“A stone does not live or maybe it does, maybe it lives like us”
Amidst the context of the global pandemic, this exhibition of black and white photographs, made within a remote, semi-desert region of Southern Spain, speaks to the appreciation of, and perhaps intensified relationship with, the natural world and suspension of time.
Taking inspiration from Roger Caillois’ book of the same name, The Writing of Stones reveals a poetic and philosophical encounter with the earth and its surfaces, where the intersecting narratives of humans and the natural world are writ large in its stones.
This striking body of work is the result of two artist residencies at Joya-AiR, Almeria, Spain in 2019 and 2020 where Rimmington Jones photographed the hot, bone-white terrain of the imposing marble quarries and deserted, dry-baked gorge of the Los Gasquez region.
Rimmington Jones has had a deep connection to stones throughout her life, “I have collected stones my whole life, as if in their weight and density the curvature of time is made manifest. When you hold a stone it is as if you are holding time.”
In fact a 14 year old Rimmington Jones once wrote:
“A stone does not live or maybe it does, maybe it lives like us. We might be like stones to them, who knows. I wish we did, they are one of the many mysteries, to me anyway.”
Each image in The Writing of Stones expresses this deep, metaphysical connection to stone. Her direct focus on the smooth, white planes of the marble quarry that ‘returned the strength of my gaze’ illustrates the tension between the innate beauty of the natural environment and human enterprise.
The use of scale and in-camera multi-exposure techniques to layer surfaces of the dried-up fluvial gorge and quarry reveal more than just the stone’s hard surface; it evokes the sublime, and invites an appreciation of landscape as intimate encounter.
They are not easily readable landscapes, offering no contextual locus but instead shift between abstraction and representation that challenges the instant appeal of traditional landscape photography. However, there is a magnificence in the images that succeeds in communicating the artist’s deep fascination with, and contemplation of, stones.
Gin Rimmington Jones is a photographic artist based in Brighton.

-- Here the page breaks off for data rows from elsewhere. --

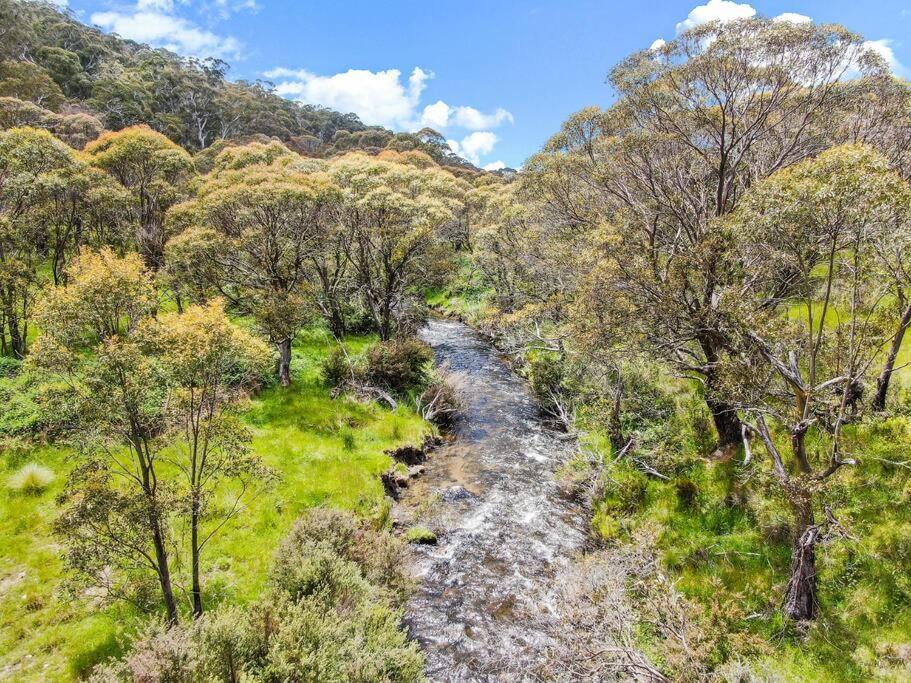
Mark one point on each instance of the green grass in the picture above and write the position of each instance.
(325, 451)
(727, 543)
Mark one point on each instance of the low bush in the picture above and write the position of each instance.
(440, 403)
(328, 615)
(31, 478)
(421, 536)
(398, 366)
(9, 367)
(336, 369)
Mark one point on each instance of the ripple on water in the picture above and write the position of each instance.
(485, 605)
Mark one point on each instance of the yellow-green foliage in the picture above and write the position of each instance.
(31, 478)
(300, 432)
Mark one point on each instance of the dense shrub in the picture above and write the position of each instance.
(330, 614)
(336, 369)
(399, 365)
(31, 478)
(9, 366)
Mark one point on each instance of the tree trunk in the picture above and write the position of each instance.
(17, 343)
(164, 572)
(336, 321)
(284, 361)
(800, 597)
(194, 549)
(615, 427)
(724, 415)
(882, 383)
(727, 422)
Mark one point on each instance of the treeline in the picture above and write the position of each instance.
(738, 220)
(128, 263)
(61, 75)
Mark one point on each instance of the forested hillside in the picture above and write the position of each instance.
(56, 73)
(214, 390)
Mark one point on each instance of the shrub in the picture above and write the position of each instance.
(326, 617)
(625, 491)
(439, 403)
(336, 369)
(421, 535)
(399, 365)
(377, 553)
(31, 478)
(9, 367)
(687, 492)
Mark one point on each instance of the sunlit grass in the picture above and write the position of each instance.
(325, 451)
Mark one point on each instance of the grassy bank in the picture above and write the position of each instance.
(326, 451)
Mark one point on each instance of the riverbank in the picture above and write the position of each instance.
(326, 451)
(484, 605)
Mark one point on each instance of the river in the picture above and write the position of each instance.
(483, 609)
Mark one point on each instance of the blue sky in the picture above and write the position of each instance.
(496, 77)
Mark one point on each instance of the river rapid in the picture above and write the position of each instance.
(484, 607)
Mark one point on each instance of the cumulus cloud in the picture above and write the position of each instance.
(384, 98)
(494, 166)
(475, 145)
(716, 10)
(160, 24)
(377, 97)
(441, 115)
(793, 17)
(726, 10)
(883, 47)
(168, 31)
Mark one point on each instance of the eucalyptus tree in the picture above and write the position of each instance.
(154, 170)
(250, 236)
(27, 155)
(206, 359)
(116, 517)
(810, 318)
(697, 122)
(147, 400)
(392, 214)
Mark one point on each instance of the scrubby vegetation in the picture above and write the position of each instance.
(707, 282)
(329, 613)
(209, 298)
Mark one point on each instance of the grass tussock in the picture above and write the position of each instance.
(31, 478)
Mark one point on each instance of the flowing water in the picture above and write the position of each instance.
(483, 610)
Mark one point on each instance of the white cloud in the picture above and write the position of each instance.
(170, 32)
(474, 146)
(441, 115)
(472, 119)
(883, 47)
(436, 115)
(377, 97)
(382, 98)
(716, 10)
(155, 22)
(158, 5)
(793, 17)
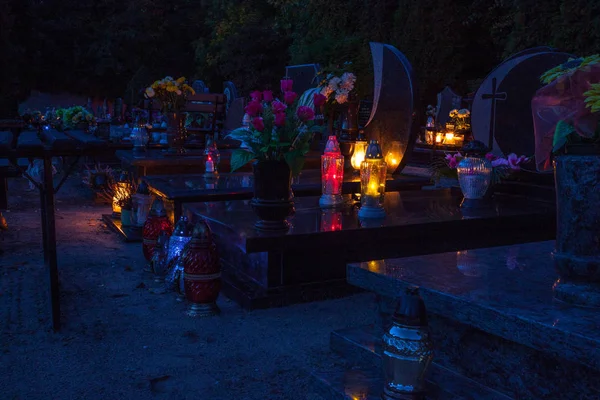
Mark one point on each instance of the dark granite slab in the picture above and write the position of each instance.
(504, 291)
(417, 222)
(367, 384)
(321, 242)
(501, 365)
(239, 185)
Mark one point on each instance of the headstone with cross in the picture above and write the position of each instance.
(304, 76)
(501, 111)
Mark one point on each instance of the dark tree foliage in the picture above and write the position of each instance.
(110, 48)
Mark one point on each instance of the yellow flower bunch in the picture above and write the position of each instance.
(592, 98)
(572, 65)
(172, 93)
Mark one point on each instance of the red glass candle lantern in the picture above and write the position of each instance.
(157, 222)
(332, 174)
(202, 272)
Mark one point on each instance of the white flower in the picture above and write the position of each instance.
(348, 80)
(341, 96)
(326, 91)
(333, 83)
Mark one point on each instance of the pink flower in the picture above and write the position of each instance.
(268, 96)
(305, 113)
(258, 124)
(286, 85)
(278, 107)
(491, 157)
(290, 97)
(256, 95)
(279, 119)
(319, 99)
(253, 108)
(514, 162)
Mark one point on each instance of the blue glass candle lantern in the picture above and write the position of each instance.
(373, 172)
(181, 235)
(332, 174)
(474, 174)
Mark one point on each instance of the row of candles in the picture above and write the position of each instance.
(373, 170)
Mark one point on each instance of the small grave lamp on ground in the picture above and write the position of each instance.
(212, 156)
(372, 182)
(122, 190)
(393, 156)
(142, 201)
(358, 156)
(332, 174)
(474, 174)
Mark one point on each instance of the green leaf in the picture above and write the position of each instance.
(240, 157)
(295, 161)
(561, 133)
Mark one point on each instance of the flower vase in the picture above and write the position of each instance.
(272, 200)
(577, 252)
(175, 132)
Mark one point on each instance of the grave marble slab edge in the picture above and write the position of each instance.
(555, 328)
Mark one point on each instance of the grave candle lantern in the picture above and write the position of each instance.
(180, 237)
(157, 222)
(358, 156)
(372, 183)
(393, 156)
(212, 158)
(142, 200)
(474, 174)
(122, 191)
(202, 272)
(332, 174)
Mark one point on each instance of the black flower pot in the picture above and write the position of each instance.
(272, 200)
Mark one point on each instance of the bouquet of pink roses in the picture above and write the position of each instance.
(278, 129)
(501, 167)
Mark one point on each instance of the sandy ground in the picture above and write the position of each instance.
(121, 341)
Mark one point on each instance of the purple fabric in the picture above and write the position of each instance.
(562, 99)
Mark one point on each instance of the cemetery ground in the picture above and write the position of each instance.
(120, 340)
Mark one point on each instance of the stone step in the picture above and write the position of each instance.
(364, 379)
(493, 319)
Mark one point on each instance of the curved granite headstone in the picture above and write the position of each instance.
(230, 92)
(394, 99)
(503, 101)
(200, 87)
(304, 76)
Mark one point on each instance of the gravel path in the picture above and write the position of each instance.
(122, 341)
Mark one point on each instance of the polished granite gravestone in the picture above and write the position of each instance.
(304, 76)
(493, 319)
(501, 111)
(158, 162)
(177, 190)
(266, 269)
(394, 99)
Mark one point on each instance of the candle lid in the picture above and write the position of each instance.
(373, 150)
(332, 145)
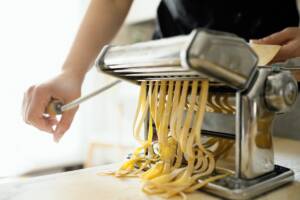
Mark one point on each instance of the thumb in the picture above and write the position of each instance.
(64, 124)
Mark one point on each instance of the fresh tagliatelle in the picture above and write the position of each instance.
(174, 159)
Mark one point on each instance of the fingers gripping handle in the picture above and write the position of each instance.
(54, 108)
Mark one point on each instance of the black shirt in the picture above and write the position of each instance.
(249, 19)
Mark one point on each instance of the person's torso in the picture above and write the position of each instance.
(249, 19)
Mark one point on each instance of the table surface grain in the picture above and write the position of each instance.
(86, 184)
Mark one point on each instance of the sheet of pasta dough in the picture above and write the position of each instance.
(265, 52)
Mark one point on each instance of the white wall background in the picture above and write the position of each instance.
(35, 36)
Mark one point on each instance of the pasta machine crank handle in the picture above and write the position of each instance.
(56, 107)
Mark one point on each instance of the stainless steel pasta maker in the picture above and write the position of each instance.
(257, 92)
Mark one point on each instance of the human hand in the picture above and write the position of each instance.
(65, 87)
(288, 38)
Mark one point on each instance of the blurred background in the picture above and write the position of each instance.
(35, 37)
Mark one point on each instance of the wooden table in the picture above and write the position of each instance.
(86, 184)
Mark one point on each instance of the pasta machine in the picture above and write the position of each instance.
(228, 62)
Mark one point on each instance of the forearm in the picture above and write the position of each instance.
(100, 24)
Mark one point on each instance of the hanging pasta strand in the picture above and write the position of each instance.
(179, 161)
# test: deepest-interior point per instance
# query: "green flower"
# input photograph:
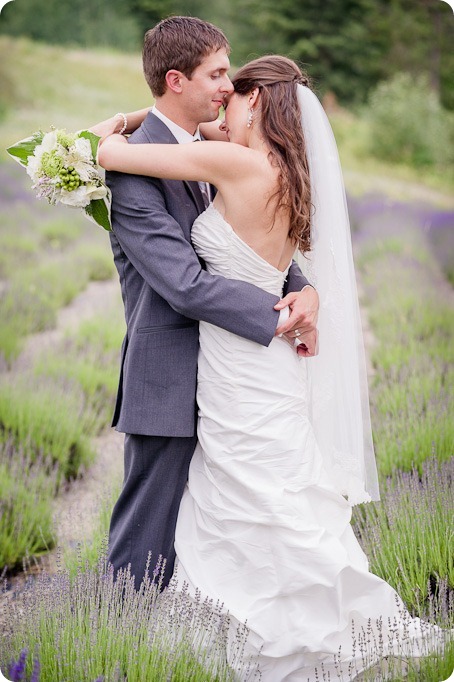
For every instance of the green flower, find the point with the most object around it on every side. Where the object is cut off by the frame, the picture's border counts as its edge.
(51, 163)
(65, 139)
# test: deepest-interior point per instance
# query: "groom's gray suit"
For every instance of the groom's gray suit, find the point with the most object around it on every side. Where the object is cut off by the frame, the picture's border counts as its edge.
(165, 292)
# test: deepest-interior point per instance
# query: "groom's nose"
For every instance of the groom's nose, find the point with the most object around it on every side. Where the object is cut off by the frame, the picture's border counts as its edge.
(227, 86)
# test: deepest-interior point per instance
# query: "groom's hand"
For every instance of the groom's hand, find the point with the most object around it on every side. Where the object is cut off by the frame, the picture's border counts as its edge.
(301, 325)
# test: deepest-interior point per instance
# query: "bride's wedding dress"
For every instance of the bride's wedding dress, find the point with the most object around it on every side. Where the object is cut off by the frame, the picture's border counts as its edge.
(261, 527)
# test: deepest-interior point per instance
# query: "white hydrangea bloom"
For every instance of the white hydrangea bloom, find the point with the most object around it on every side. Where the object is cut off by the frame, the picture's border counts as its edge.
(82, 196)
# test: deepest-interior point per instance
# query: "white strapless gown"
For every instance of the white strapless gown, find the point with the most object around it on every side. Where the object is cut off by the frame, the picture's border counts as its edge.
(261, 527)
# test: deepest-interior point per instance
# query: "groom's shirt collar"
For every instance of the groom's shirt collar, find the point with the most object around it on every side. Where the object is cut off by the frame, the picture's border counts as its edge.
(182, 136)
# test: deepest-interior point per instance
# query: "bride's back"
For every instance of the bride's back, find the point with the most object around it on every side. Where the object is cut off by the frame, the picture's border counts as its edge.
(249, 206)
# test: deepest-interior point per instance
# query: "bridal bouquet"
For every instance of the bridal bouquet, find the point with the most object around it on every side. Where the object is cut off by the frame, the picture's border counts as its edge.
(63, 169)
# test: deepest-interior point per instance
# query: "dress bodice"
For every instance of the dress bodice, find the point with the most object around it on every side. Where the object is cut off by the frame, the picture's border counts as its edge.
(226, 254)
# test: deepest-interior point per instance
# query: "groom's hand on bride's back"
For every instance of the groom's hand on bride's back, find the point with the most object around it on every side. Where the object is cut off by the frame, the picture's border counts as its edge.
(301, 326)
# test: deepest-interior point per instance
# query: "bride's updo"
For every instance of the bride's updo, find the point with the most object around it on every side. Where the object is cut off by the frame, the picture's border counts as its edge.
(280, 121)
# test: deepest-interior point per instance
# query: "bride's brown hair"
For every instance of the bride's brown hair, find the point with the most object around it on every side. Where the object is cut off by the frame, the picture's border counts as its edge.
(280, 120)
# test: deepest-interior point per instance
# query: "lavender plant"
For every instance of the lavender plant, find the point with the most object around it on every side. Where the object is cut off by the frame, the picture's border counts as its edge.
(412, 316)
(27, 486)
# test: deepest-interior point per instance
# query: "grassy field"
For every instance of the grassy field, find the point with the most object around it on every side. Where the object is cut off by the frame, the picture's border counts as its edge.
(50, 409)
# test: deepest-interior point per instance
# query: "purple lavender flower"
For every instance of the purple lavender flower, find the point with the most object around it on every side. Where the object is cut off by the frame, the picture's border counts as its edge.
(36, 671)
(17, 669)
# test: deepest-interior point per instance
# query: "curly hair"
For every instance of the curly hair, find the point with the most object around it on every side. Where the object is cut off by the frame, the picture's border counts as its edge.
(277, 78)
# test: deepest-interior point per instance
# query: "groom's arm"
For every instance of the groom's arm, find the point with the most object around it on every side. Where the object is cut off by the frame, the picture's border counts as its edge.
(155, 244)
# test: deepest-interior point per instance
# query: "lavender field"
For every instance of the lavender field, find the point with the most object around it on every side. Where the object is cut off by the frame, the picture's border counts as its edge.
(57, 387)
(404, 259)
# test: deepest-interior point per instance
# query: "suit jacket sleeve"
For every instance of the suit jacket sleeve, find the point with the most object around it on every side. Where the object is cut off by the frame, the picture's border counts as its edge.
(156, 245)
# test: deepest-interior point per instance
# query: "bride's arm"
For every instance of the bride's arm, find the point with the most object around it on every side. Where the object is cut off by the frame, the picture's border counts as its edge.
(213, 162)
(116, 123)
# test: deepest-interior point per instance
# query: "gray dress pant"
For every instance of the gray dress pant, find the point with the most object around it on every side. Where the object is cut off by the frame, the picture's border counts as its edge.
(145, 514)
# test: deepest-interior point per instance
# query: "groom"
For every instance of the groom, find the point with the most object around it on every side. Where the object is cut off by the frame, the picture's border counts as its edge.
(166, 291)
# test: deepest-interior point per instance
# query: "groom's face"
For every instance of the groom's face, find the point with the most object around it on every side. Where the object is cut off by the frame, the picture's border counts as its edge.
(204, 93)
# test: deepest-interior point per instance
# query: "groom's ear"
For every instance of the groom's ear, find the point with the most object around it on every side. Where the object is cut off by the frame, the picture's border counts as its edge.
(173, 80)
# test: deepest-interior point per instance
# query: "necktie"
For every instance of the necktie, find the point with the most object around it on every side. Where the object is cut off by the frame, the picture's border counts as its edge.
(205, 190)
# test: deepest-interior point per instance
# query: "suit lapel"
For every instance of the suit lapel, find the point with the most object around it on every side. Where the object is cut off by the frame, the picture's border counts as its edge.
(156, 131)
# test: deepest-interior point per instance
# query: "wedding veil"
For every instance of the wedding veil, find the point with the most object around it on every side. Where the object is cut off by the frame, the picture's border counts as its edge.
(338, 394)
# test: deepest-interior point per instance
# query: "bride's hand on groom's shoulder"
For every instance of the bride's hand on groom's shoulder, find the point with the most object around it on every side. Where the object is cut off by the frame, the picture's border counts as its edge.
(301, 325)
(106, 128)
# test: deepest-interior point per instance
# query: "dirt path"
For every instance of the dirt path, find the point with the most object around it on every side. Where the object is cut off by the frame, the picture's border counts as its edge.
(76, 507)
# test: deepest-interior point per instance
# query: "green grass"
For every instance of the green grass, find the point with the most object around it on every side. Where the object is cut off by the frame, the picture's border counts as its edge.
(27, 487)
(47, 419)
(88, 552)
(90, 626)
(364, 173)
(398, 534)
(414, 357)
(67, 88)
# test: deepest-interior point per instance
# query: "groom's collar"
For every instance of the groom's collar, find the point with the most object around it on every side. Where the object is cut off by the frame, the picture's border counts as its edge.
(182, 136)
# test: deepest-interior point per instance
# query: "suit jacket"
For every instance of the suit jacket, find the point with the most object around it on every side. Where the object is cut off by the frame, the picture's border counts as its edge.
(165, 292)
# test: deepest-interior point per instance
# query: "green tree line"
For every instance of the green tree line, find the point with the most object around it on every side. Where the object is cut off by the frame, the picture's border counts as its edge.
(347, 46)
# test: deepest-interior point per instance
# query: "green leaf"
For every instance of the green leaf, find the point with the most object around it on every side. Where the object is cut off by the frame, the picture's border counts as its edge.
(94, 142)
(25, 148)
(98, 211)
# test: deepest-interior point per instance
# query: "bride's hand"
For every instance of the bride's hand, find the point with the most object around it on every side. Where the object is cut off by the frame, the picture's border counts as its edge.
(108, 127)
(302, 322)
(109, 148)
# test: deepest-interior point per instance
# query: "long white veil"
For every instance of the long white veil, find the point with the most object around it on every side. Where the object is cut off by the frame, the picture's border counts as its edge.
(338, 394)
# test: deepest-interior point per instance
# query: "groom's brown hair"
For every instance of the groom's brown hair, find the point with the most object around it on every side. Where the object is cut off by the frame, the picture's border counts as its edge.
(179, 43)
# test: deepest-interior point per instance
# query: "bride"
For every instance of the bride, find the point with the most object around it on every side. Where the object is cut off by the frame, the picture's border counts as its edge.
(284, 447)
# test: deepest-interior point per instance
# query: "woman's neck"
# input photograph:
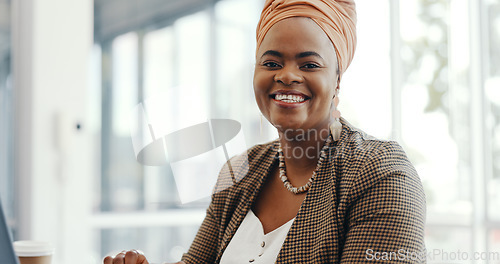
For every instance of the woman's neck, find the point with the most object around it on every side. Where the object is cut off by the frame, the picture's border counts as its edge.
(301, 150)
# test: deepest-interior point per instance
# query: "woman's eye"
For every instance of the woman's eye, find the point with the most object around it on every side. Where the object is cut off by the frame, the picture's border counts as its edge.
(271, 64)
(310, 66)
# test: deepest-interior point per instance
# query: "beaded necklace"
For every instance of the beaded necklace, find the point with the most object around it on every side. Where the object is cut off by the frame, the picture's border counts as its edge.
(282, 169)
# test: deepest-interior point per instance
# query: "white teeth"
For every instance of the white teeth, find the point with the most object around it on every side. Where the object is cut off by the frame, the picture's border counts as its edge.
(289, 98)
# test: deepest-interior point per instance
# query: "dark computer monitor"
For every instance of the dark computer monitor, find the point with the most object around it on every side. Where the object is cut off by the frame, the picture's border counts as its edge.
(7, 255)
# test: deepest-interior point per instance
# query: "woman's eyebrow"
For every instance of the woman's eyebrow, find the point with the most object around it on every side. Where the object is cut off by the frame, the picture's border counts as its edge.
(307, 54)
(272, 53)
(298, 56)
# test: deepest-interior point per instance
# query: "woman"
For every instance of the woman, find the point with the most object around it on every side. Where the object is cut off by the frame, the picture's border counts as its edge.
(324, 192)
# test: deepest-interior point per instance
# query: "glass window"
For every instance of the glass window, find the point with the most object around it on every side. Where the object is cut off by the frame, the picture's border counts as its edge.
(435, 105)
(493, 107)
(6, 114)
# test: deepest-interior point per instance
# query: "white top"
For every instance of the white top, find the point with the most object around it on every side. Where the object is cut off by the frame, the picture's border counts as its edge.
(251, 245)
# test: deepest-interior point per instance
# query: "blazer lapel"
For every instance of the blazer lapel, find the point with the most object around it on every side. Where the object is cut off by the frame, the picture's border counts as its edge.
(314, 229)
(247, 191)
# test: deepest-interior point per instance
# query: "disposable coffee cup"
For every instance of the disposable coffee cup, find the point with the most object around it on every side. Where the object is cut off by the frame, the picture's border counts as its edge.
(34, 252)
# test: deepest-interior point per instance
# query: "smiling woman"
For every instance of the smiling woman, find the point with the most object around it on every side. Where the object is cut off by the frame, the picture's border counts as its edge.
(324, 191)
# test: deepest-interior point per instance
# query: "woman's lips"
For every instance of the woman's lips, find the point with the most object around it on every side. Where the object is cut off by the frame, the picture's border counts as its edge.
(289, 100)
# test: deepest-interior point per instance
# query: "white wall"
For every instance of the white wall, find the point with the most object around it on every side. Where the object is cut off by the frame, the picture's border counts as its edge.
(52, 41)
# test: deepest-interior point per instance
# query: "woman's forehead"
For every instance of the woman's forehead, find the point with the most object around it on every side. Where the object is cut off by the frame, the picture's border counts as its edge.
(296, 35)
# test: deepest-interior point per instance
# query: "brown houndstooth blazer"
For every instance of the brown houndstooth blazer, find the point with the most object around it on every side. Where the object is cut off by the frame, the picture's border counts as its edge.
(366, 205)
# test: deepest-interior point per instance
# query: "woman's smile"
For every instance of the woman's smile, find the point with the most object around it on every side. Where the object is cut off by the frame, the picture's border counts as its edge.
(289, 98)
(296, 75)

She graduated with an MA in Photography from Brighton University in 2018. Her series Somewhere among us a stone is taking notes, which was long-listed for the Jerwood/Photoworks Award, is also on show as a complement to the main exhibition. Rimmington Jones was the winner of the inaugural Metro Imaging/Satori Mentoring Award 2019/20.
The physical exhibition runs in the gallery until 31st October if you are able to visit in person.